Isotelus

Isotelus brachycephalus at the Natural History Museum in Milan

  • North America
  • Asia ( Siberia)
  • Northern Europe
  • Greenland

Isotelus is a genus asaphider trilobite from the Middle and Upper Ordovician of North America and Eurasia. The type Isotelus rex with a length of well over half a meter of the largest known trilobite of the Earth's history.

General features

The flat body of Isotelus was characterized by eight thoracic segments. Cephalon ( head shield ) and pygidium ( tail plate) were quite large and clearly separated in relation to the thorax of this. The eyes were of medium size. Isotelus was quite common and was living on the seabed ( epibenthal ) as predators and scavengers.

List of species scientifically described

  • Isotelus rex
  • Isotelus gigas
  • Isotelus maximus
  • Isotelus megistos
  • Isotelus parvirugosus
  • Isotelus simplex
  • Isotelus susae
  • Isotelus walcotti
  • Isotelus homalonotoides
  • Isotelus iowensis
  • Isotelus latior
  • Isotelus brachycephalus
  • Isotelus platycephalus

Isotelus rex

Isotelus rex, with over 700 mm length and 400 mm width of the largest trilobite found to date, lived during the Oberordoviziums the bottom of a shallow epicontinental sea, the continental core ( craton ) Laurentia, now a part of the North American continent, covered to a large extent. These sea cover lasted the entire Lower Paleozoic. Laurentia was in Oberordovizium near the equator and in the hot climate encamped on by a shallow sea flooded the land mass carbonatic sediments.

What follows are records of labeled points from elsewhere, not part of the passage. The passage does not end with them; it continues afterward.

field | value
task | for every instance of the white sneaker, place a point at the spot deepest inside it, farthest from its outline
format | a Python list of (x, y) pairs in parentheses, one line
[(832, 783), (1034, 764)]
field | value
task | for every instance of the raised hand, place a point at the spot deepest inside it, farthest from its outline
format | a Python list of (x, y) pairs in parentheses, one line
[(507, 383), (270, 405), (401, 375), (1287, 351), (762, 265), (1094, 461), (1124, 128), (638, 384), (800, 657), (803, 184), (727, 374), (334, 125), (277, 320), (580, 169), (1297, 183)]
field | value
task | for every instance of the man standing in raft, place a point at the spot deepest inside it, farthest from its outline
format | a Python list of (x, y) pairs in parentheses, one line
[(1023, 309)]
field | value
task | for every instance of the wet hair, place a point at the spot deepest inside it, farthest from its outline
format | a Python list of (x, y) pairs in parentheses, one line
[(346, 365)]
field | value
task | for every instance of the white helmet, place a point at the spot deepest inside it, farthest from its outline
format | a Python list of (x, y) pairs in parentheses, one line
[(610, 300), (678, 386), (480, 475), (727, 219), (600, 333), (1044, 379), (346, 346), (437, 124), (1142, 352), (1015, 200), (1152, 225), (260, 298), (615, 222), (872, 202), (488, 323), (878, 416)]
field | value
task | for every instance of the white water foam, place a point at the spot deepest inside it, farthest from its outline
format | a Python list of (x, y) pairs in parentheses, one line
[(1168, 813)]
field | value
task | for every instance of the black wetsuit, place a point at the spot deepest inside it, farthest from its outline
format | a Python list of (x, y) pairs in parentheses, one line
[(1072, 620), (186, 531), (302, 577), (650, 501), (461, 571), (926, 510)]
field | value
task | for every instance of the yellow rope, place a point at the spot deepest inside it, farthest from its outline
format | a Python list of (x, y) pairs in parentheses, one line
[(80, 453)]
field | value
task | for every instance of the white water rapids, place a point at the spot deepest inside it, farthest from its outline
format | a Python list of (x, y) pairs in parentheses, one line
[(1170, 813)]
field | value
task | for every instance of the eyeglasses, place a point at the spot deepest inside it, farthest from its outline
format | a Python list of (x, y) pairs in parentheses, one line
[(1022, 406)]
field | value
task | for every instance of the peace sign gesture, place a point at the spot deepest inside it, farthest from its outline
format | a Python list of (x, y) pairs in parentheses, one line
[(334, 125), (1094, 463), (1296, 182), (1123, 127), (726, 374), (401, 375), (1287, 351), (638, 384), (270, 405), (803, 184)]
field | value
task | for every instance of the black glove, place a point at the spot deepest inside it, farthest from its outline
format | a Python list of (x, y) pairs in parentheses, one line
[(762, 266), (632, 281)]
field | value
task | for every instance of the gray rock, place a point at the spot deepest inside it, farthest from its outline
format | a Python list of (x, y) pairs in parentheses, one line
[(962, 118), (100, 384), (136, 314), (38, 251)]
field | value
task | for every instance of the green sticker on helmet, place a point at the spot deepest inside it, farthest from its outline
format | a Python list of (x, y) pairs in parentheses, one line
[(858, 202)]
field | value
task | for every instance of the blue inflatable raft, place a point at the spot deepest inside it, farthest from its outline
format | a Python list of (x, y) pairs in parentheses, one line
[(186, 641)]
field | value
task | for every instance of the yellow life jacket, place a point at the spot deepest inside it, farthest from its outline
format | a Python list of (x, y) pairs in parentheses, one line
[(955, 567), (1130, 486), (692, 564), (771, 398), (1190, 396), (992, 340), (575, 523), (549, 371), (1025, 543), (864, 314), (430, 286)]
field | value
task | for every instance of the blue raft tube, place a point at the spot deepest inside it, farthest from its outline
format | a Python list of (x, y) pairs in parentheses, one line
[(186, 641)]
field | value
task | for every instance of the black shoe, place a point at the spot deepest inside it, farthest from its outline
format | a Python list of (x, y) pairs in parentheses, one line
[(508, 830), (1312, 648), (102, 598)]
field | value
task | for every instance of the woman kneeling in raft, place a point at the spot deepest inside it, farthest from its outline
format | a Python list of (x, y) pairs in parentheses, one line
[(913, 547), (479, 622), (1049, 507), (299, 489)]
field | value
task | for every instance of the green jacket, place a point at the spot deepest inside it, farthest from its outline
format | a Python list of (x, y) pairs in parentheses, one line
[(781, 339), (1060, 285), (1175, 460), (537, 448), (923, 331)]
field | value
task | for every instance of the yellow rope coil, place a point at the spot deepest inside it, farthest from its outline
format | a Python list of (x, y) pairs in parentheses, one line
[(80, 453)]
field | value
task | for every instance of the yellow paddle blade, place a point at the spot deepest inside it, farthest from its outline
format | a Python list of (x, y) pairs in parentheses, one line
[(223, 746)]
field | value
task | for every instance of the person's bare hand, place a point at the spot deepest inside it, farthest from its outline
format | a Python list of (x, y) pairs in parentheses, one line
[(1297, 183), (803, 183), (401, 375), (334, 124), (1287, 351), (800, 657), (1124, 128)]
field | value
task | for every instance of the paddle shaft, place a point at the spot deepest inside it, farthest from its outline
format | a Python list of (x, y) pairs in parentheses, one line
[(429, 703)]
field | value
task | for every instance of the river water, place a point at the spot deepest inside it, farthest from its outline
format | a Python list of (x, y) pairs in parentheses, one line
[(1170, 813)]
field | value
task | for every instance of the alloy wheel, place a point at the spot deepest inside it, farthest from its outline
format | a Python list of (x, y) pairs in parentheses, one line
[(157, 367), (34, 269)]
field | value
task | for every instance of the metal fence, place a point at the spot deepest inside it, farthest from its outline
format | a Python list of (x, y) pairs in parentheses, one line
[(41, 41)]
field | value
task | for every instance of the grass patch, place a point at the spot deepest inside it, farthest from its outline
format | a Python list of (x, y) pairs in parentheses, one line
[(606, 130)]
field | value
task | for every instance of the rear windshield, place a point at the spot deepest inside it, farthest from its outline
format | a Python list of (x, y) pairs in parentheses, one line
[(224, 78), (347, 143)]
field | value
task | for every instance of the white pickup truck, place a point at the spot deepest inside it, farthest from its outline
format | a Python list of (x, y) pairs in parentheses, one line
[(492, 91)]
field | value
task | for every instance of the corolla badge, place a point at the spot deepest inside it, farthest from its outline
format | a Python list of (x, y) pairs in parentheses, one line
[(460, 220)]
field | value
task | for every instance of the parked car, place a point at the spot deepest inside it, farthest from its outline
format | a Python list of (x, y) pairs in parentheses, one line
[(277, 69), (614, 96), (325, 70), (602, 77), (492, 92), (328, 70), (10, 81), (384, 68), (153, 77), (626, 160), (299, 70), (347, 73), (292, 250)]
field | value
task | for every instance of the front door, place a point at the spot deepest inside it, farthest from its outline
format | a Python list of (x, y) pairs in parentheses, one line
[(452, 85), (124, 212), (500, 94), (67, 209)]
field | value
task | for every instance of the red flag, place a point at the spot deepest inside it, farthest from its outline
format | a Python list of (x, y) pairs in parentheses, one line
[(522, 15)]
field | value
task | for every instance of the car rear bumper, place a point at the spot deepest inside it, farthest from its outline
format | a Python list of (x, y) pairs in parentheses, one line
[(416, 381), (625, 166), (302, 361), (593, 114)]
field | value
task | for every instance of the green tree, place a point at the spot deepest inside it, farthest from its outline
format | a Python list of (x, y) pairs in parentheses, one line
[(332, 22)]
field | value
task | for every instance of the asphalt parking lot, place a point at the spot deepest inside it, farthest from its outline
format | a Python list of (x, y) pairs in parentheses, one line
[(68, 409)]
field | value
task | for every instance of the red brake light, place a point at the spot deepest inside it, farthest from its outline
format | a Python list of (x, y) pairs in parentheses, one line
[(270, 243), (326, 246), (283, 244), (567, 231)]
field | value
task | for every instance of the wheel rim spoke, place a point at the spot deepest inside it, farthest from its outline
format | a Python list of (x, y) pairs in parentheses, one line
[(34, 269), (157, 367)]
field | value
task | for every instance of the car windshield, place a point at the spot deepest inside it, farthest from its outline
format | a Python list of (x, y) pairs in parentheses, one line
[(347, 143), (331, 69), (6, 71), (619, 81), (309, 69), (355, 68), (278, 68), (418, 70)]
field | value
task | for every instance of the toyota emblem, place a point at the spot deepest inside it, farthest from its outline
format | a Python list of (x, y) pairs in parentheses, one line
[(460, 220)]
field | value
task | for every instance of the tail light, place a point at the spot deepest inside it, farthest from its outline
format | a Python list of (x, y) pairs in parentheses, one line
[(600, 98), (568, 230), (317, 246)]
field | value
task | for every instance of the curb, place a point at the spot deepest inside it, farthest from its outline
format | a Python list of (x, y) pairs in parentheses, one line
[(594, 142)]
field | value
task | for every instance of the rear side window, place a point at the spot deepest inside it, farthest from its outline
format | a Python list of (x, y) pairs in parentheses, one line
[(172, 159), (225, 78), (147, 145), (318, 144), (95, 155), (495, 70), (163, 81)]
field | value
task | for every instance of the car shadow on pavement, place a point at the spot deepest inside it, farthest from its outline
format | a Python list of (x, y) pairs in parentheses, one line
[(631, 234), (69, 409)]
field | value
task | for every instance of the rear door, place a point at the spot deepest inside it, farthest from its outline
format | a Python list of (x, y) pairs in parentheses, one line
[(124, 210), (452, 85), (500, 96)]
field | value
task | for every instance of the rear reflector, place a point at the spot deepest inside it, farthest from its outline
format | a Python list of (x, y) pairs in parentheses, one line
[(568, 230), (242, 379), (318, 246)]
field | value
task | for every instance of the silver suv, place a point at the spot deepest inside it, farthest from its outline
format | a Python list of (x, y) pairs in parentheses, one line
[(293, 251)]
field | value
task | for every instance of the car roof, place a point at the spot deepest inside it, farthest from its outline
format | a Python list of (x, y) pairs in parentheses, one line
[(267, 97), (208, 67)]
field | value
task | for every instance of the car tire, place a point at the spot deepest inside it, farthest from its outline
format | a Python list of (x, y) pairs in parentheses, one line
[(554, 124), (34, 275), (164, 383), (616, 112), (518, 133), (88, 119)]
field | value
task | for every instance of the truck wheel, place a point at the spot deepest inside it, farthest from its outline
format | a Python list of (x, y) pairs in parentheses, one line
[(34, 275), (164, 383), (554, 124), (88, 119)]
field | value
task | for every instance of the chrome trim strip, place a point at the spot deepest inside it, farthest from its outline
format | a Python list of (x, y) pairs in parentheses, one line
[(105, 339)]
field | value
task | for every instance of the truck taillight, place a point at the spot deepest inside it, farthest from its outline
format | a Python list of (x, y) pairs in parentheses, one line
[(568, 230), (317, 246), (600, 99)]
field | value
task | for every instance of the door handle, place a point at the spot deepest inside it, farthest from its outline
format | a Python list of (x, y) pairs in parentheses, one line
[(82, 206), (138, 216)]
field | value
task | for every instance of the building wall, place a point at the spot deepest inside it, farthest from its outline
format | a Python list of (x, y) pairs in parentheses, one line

The first and only complete Fund and the holotype of I. rex is known from the 445 million year old carbonate rocks at the oberordovizischen shoreline of the Churchill River Group in the north of the Canadian province of Manitoba on Hudson Bay. It was discovered in 1998 by a group of Canadian paleontologists. The length of the received nearly complete carapace ( carapace ) exceeded that of the largest known to date trilobites by approximately 70 percent.

State fossil

Isotelus since 1985, the "state fossil" ( State Fossil ) of the U.S. State of Ohio.